Pakistan is going to polls under unusually fraught circumstances. A major candidate has been ruled out of the fray over controversial corruption charges. An aspirant to the top job is alleged to have the total support of the military. Others are groping in the dark, caught between fear and expediency, basically sitting on the fence. The July 25 elections have a total of 342 seats up for grabs, out of which 272 are general seats while the remaining 70 are special seats ring-fenced for women and ethnic minority candidates.
In the meantime, the more independent sections of the media are facing a trial by fire. The Dawn group for example is being coerced without formal charges to line up behind the powerful military, which it has refused to do. The result is an unofficial but extremely effective crackdown on the circulation of the Dawn newspaper while airing of its TV news has been severely curtailed through a silent fiat.
One can’t ignore the claims of the military’s critics that the elections look primed to be rigged in favour of former cricket star Imran Khan, an ally of the generals. Khan’s politics of riding religious populism and his surrender to the clergy will play a part in the future politics of Pakistan, which is already laid low by a surfeit of regressive links between politics, religion and foreign policy.
Former Pakistan PM Nawaz Sharif has threatened to land in Islamabad to be jailed for his conviction on corruption charges. It is possible that he may get some sympathy support if the conduct of the polls is fair and neutral.
The Election Commission of Pakistan (ECP) will play a pivotal role in Pakistan’s election. Dawn and others have expressed apprehensions about ECP’s role for the security forces in the conduct of the polls.
Whatever the outcome, the military looks set to remain the clearing house for substantial policies, including ties with India and other foreign challenges. Indians have been accused by the more liberal and democratic quarters in Pakistan of supporting the military by habit as the chief interlocutor on policy with New Delhi. Little looks primed to change that perception. In fact, there is already a palpable preparation in India to deal with the familiar power centres when the deed is done on July 25. What the Indian government has in mind, the opposition may not be privy to. Speculation is rife that there could be a standoff with Pakistan to improve PM Modi’s chances for 2019. How any war or bloodshed will impact Lalu Yadav, Mayawati and Akhilesh Yadav has seldom been explained. The opposition could be in a bigger bind if Modi moves to improve ties with Pakistan in some dramatic fashion.
Regardless of the outcome, India would do well to think about encouraging a more democratic neighbourhood. It could heed Dawn’s editorial, for example, of the difficulties that democracy is experiencing in Pakistan.

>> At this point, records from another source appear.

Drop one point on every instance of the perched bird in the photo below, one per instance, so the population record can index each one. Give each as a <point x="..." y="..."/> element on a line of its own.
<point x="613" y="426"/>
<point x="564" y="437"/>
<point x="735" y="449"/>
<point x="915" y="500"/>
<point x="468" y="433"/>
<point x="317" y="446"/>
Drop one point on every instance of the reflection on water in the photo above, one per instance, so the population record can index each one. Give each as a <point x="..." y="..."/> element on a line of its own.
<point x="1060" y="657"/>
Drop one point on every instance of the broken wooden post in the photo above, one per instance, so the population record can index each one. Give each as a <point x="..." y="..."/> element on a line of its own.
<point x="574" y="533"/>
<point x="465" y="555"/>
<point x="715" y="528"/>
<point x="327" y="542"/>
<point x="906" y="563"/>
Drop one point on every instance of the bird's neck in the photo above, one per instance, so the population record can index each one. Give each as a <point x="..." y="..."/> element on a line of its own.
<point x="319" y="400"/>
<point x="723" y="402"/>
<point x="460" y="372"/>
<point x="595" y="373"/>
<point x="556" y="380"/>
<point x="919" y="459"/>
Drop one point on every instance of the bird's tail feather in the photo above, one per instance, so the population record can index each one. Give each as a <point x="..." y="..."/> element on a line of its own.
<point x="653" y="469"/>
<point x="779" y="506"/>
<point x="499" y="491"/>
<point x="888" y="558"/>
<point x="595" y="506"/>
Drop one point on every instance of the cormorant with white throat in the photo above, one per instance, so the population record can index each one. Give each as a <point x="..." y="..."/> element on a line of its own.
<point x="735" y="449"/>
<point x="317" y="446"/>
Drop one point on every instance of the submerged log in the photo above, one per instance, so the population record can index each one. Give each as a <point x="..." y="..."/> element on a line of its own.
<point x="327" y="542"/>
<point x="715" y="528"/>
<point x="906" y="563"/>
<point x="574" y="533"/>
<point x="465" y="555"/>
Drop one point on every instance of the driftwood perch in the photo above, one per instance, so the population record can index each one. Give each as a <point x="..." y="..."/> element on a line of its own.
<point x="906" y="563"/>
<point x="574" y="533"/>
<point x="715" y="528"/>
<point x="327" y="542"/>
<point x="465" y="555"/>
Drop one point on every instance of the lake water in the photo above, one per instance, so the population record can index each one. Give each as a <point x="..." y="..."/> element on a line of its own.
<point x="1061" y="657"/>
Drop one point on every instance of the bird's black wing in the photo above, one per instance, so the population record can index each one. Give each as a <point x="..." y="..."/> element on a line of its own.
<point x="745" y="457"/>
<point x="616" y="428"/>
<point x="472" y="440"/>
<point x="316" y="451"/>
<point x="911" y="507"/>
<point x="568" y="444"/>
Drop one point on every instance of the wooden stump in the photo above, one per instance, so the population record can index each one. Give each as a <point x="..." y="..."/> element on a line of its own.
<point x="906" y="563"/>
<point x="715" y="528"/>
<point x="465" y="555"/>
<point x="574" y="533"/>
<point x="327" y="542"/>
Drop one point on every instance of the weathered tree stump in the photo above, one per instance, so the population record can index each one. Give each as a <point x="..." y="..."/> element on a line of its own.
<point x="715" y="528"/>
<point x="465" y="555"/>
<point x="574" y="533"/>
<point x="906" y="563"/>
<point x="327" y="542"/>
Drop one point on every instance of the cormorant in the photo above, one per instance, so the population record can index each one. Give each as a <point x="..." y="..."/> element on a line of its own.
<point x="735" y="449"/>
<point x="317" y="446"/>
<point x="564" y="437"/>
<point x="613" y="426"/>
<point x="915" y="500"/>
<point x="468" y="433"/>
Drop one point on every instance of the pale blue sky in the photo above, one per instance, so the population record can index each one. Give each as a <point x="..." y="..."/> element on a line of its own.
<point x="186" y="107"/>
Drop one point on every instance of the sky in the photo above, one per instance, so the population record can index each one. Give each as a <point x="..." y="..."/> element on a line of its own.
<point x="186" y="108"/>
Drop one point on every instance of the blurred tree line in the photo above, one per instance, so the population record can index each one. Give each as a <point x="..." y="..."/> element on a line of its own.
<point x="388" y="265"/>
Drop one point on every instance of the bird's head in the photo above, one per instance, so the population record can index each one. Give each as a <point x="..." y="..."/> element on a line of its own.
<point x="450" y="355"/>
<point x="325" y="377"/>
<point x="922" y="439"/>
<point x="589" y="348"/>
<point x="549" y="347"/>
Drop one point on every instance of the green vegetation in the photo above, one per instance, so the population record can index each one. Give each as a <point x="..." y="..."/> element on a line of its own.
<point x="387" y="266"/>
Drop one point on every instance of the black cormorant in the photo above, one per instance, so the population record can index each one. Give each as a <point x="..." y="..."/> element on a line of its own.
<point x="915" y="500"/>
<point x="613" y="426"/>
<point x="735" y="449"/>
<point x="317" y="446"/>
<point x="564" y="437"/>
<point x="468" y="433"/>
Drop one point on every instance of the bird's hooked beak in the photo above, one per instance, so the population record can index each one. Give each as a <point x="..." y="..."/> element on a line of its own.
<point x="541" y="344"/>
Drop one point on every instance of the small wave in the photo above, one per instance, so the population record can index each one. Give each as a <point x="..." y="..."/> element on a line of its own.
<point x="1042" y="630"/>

A good neighbour can express concern without being intrusive in the affairs of another country.
The Election Commission of Pakistan (ECP) will play a pivotal role in Pakistan’s election. Dawn and others have expressed apprehensions about ECP’s role for the security forces in the conduct of the polls. “It had been hoped that the first general election to be held since significant electoral reforms were legislated by parliament would see an assured ECP taking greater charge than ever of the full polling process in order to guarantee transparency and fairness,” Tuesday’s editorial said.
“Yet, the code of conduct issued by ECP has envisaged a new and unprecedented role for security forces assisting the polling process. Security personnel on deputation from the armed forces will now have a role in the transmission of the election results from polling stations to ECP.” That’s something for the Indian opposition to watch and think about as much as it is Pakistan’s problem. “The code of conduct does specify that election officials are overall in charge of the polling and counting processes and that the result of the count and ballot paper account at the polling station level must be shared with polling agents of candidates and election observers if they request copies. But it is discouraging that rather than expanding its control of the process, the ECP has seen fit to involve other entities in an unprecedented manner for certain crucial aspects of the poll process.”
The media is clearly worried. “At a time of heightened political controversies and allegations by some major political parties of anti-democratic interference in the electoral process, surely the ECP should have sought to demonstrate that civilian institutions are capable of delivering on the full range of their duties and responsibilities. Instead, the ECP seems to have taken a more inert approach to managing the election process than is desirable. Certainly, a balance is needed: too heavy-handed an approach by the ECP could stifle genuine electoral competition.”